Guys thank you for your respectable opinions and knowledge that you have shared on AMD CPUs.

But I will never go to AMD I'm sorry with all due respect.





Vario said:


> Do you desire the KF series because it may be cheaper (lacks iGPU)?




I forgot Vario, yes i hope 9900KF will be cheaper and from what i heard, they can use the extra dedicated part as GPU ( they call it black silicon when is unactive ) to improve the  thermal of the CPU. A better heat spread and more stable overclock. Maaaaaaaybe will be cooler and OC better than the regular 9900K.


----------



## oxrufiioxo (Mar 6, 2019)

https://www.scan.co.uk/products/int...tm_medium=awin&utm_campaign=Editorial+Content 

https://www.bhphotovideo.com/c/prod...80684i99900kf_boxed_intel_core_i9_9900kf.html

From everything I've seen/read the KF will be more expensive and the temp difference will be negligible.
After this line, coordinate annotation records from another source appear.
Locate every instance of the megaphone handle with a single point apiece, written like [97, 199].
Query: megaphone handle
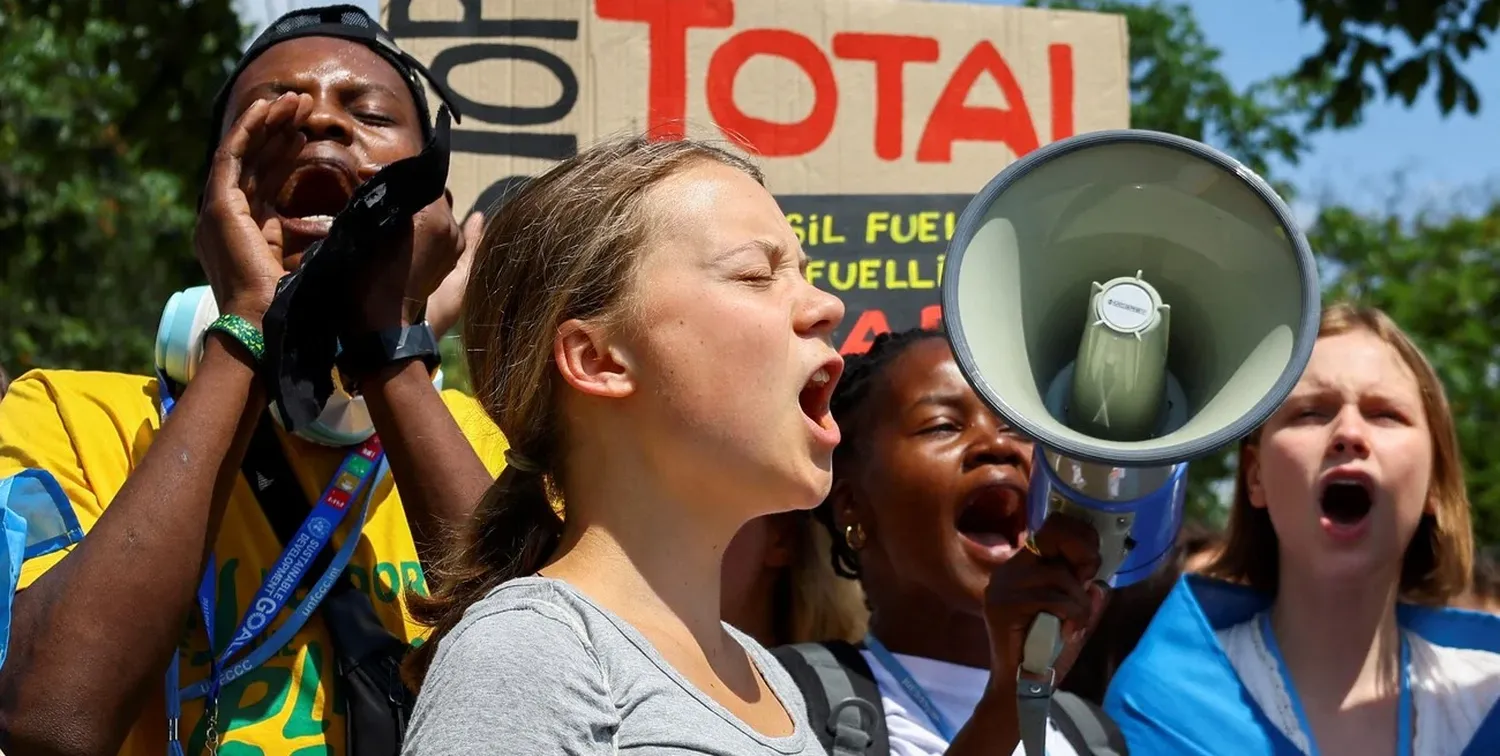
[1035, 681]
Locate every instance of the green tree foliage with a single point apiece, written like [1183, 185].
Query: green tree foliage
[1395, 48]
[1439, 276]
[104, 111]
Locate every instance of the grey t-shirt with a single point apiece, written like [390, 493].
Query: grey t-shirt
[537, 668]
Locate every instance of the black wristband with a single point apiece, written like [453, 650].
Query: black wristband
[365, 353]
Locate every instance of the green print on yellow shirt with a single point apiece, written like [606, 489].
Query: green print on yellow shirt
[69, 423]
[267, 692]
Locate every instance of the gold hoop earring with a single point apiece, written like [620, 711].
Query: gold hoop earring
[854, 536]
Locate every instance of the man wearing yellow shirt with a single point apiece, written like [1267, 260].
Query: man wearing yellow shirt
[171, 524]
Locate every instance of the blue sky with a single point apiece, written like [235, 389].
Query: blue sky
[1442, 161]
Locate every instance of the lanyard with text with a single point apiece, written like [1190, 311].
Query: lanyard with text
[284, 578]
[1403, 698]
[911, 687]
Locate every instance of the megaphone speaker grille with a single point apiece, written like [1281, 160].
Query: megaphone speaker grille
[1235, 273]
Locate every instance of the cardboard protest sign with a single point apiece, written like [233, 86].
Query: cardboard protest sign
[875, 120]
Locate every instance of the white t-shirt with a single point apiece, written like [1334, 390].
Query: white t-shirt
[1452, 689]
[954, 690]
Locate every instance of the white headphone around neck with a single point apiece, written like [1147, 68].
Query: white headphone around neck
[179, 347]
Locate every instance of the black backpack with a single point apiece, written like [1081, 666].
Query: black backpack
[843, 704]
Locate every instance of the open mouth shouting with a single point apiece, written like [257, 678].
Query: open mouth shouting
[815, 398]
[992, 521]
[314, 194]
[1344, 504]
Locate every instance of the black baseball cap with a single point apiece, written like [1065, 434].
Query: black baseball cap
[342, 21]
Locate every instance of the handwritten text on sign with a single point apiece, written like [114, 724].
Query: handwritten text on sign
[873, 120]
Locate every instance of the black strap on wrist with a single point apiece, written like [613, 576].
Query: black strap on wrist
[365, 353]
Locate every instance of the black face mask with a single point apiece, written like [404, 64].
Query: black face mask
[312, 305]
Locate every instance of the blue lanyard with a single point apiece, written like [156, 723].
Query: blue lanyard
[911, 687]
[309, 540]
[1403, 699]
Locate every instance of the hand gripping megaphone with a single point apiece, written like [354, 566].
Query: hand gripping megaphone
[1130, 300]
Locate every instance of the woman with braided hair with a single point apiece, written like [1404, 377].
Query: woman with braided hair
[927, 510]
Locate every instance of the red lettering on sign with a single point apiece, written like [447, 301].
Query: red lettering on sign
[770, 138]
[953, 119]
[932, 317]
[1059, 65]
[890, 54]
[668, 23]
[869, 326]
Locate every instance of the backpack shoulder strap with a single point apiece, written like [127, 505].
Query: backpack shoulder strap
[1088, 728]
[843, 702]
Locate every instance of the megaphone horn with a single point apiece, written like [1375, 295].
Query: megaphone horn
[1131, 300]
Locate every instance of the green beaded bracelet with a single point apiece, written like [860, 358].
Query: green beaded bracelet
[240, 330]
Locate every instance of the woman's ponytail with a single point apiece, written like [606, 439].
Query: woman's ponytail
[512, 534]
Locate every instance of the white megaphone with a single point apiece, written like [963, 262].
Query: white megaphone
[179, 347]
[1130, 300]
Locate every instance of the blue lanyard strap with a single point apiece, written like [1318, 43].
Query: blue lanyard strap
[284, 578]
[1404, 707]
[911, 687]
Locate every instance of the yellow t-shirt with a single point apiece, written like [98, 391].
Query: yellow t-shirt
[90, 429]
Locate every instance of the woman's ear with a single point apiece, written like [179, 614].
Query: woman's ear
[591, 362]
[1250, 459]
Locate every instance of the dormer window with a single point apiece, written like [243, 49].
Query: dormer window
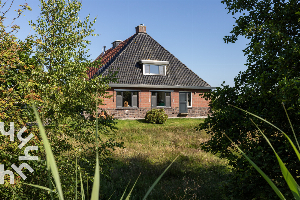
[154, 67]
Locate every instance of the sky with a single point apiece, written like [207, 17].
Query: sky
[192, 30]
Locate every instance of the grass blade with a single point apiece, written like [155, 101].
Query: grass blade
[96, 184]
[294, 187]
[40, 187]
[124, 191]
[76, 179]
[127, 198]
[280, 195]
[291, 127]
[157, 180]
[81, 185]
[49, 155]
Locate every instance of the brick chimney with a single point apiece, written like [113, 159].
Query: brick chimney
[116, 43]
[140, 28]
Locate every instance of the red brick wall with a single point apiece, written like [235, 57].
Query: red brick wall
[199, 104]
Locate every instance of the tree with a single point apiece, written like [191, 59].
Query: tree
[50, 70]
[272, 77]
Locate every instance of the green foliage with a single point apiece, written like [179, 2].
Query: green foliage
[294, 187]
[272, 77]
[50, 69]
[156, 116]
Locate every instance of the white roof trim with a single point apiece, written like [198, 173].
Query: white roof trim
[155, 62]
[157, 86]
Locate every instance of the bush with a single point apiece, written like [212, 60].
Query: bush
[157, 116]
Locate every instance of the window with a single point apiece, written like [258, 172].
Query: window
[189, 98]
[154, 69]
[127, 99]
[160, 99]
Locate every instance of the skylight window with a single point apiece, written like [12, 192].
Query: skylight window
[155, 70]
[154, 67]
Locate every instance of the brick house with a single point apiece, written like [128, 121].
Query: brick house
[149, 77]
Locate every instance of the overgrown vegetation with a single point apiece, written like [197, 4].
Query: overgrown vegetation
[272, 77]
[49, 69]
[149, 148]
[156, 116]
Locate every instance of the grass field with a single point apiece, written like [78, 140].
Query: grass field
[150, 148]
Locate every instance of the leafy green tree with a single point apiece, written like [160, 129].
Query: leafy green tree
[17, 90]
[51, 69]
[272, 77]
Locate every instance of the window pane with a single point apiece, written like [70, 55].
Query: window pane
[189, 99]
[127, 99]
[161, 69]
[161, 99]
[147, 69]
[154, 69]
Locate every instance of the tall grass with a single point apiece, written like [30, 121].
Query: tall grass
[96, 185]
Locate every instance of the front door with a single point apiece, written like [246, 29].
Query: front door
[183, 102]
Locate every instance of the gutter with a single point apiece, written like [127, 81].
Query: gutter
[158, 86]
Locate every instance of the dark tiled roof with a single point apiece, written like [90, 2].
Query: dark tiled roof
[126, 56]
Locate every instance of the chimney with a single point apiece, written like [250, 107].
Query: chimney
[116, 43]
[140, 29]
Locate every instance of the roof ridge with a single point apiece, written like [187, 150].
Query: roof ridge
[108, 56]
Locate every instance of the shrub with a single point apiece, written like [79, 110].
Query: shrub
[157, 116]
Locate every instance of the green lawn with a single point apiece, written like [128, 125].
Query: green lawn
[149, 150]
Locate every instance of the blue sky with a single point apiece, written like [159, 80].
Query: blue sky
[192, 30]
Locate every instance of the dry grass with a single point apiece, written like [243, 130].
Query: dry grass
[151, 147]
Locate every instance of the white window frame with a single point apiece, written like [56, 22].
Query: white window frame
[187, 95]
[160, 74]
[191, 99]
[126, 90]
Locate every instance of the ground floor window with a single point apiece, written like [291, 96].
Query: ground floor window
[160, 99]
[189, 98]
[127, 99]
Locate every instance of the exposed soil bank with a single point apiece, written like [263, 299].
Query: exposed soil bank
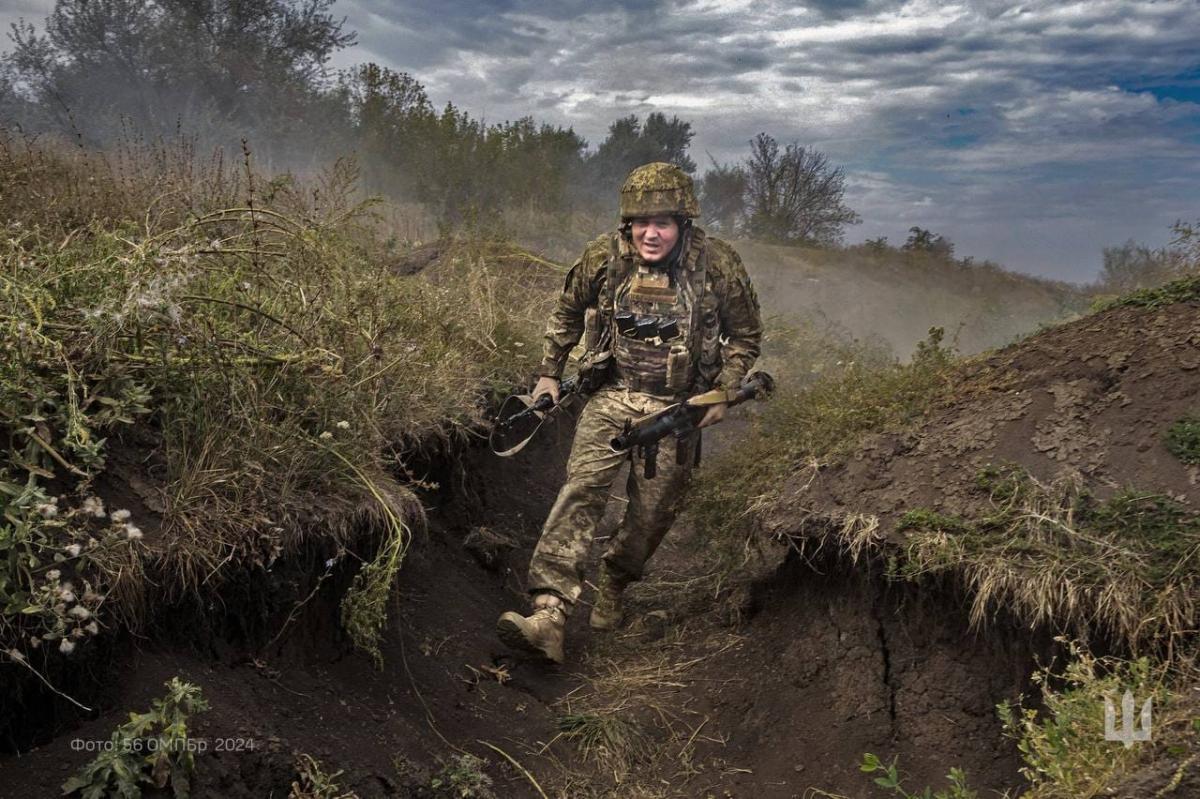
[828, 662]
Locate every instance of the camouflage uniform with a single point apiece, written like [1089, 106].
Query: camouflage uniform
[727, 340]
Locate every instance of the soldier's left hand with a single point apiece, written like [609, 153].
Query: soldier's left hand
[713, 415]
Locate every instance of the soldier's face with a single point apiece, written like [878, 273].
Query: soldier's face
[654, 236]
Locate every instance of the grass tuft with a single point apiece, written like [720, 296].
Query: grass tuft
[1060, 556]
[237, 370]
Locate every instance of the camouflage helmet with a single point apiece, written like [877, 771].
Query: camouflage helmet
[658, 187]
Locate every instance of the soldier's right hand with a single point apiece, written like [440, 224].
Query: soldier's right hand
[546, 385]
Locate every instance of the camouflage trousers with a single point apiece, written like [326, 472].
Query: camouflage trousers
[562, 551]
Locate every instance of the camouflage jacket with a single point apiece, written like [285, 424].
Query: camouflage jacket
[727, 293]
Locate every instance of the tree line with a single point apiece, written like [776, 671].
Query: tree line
[223, 70]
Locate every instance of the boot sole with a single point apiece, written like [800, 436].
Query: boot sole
[510, 635]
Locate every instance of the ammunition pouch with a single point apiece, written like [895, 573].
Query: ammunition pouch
[594, 370]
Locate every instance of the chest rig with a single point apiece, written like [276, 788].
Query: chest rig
[655, 318]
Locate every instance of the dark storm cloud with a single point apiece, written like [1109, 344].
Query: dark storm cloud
[1032, 132]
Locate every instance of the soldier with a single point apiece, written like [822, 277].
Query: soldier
[670, 312]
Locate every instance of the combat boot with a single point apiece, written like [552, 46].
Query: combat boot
[538, 634]
[609, 608]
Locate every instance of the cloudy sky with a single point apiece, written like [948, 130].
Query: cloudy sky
[1031, 133]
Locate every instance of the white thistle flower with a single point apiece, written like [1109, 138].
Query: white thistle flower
[94, 506]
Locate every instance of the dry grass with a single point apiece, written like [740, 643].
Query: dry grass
[1063, 559]
[234, 349]
[628, 724]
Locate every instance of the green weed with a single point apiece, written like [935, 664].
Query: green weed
[259, 356]
[889, 780]
[1062, 737]
[1181, 290]
[315, 784]
[463, 779]
[151, 749]
[1183, 439]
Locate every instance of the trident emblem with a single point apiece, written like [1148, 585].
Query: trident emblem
[1129, 731]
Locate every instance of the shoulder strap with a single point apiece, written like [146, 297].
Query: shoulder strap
[696, 266]
[616, 270]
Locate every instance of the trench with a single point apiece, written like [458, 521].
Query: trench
[826, 661]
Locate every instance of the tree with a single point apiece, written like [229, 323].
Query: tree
[223, 67]
[723, 198]
[922, 240]
[1132, 265]
[795, 194]
[630, 144]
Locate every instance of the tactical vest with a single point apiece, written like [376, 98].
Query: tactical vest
[664, 337]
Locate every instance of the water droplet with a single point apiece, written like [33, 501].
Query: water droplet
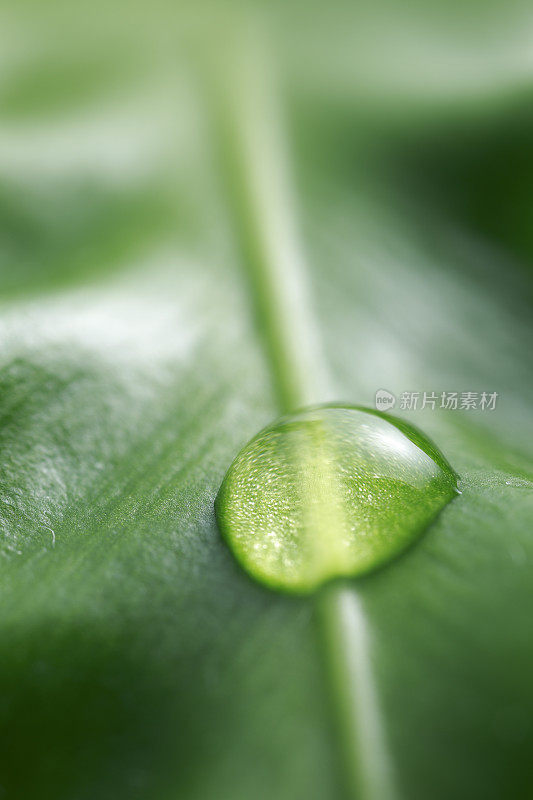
[330, 491]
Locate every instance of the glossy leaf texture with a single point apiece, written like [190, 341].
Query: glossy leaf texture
[137, 659]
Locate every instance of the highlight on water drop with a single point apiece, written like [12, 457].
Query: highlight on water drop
[330, 491]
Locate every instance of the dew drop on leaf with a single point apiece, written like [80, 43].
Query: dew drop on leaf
[330, 491]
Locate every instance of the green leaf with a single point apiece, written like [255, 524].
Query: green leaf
[155, 315]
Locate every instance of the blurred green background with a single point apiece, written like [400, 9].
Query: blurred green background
[390, 155]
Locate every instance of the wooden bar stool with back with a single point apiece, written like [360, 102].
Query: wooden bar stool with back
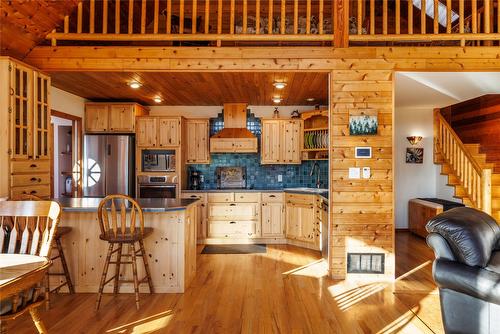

Also since these are likely cpu that have defective igpu your're still playing the silicon lottery as far as how they overclock at a given voltage.


----------



## Vario (Mar 6, 2019)

Animalpak said:


> Guys thank you for your respectable opinions and knowledge that you have shared on AMD CPUs.
> 
> But I will never go to AMD I'm sorry with all due respect.
> 
> ...


With previous Intel CPU missing IGP, it doesn't run cooler nor does it overclock higher.  Usually its about the same price too.  I would just get the 9900K because the IGP can be useful for certain situations such as if you are troubleshooting a graphics card.  Probably will hold its value better too.


----------



## Mats (Mar 6, 2019)

Animalpak said:


> I forgot Vario, yes i hope 9900KF will be cheaper and from what i heard, they can use the extra dedicated part as GPU ( they call it black silicon when is unactive ) to improve the  thermal of the CPU. A better heat spread and more stable overclock. Maaaaaaaybe will be cooler and OC better than the regular 9900K.


<My reply contains speculations>

That's a *big* maybe. Don't expect miracles.  You're looking at the hottest mainstream CPU (possibly ever) made by Intel. This is not the time to upgrade if you do it every 5 years. If you upgrade every 2 years then I wouldn't say anything.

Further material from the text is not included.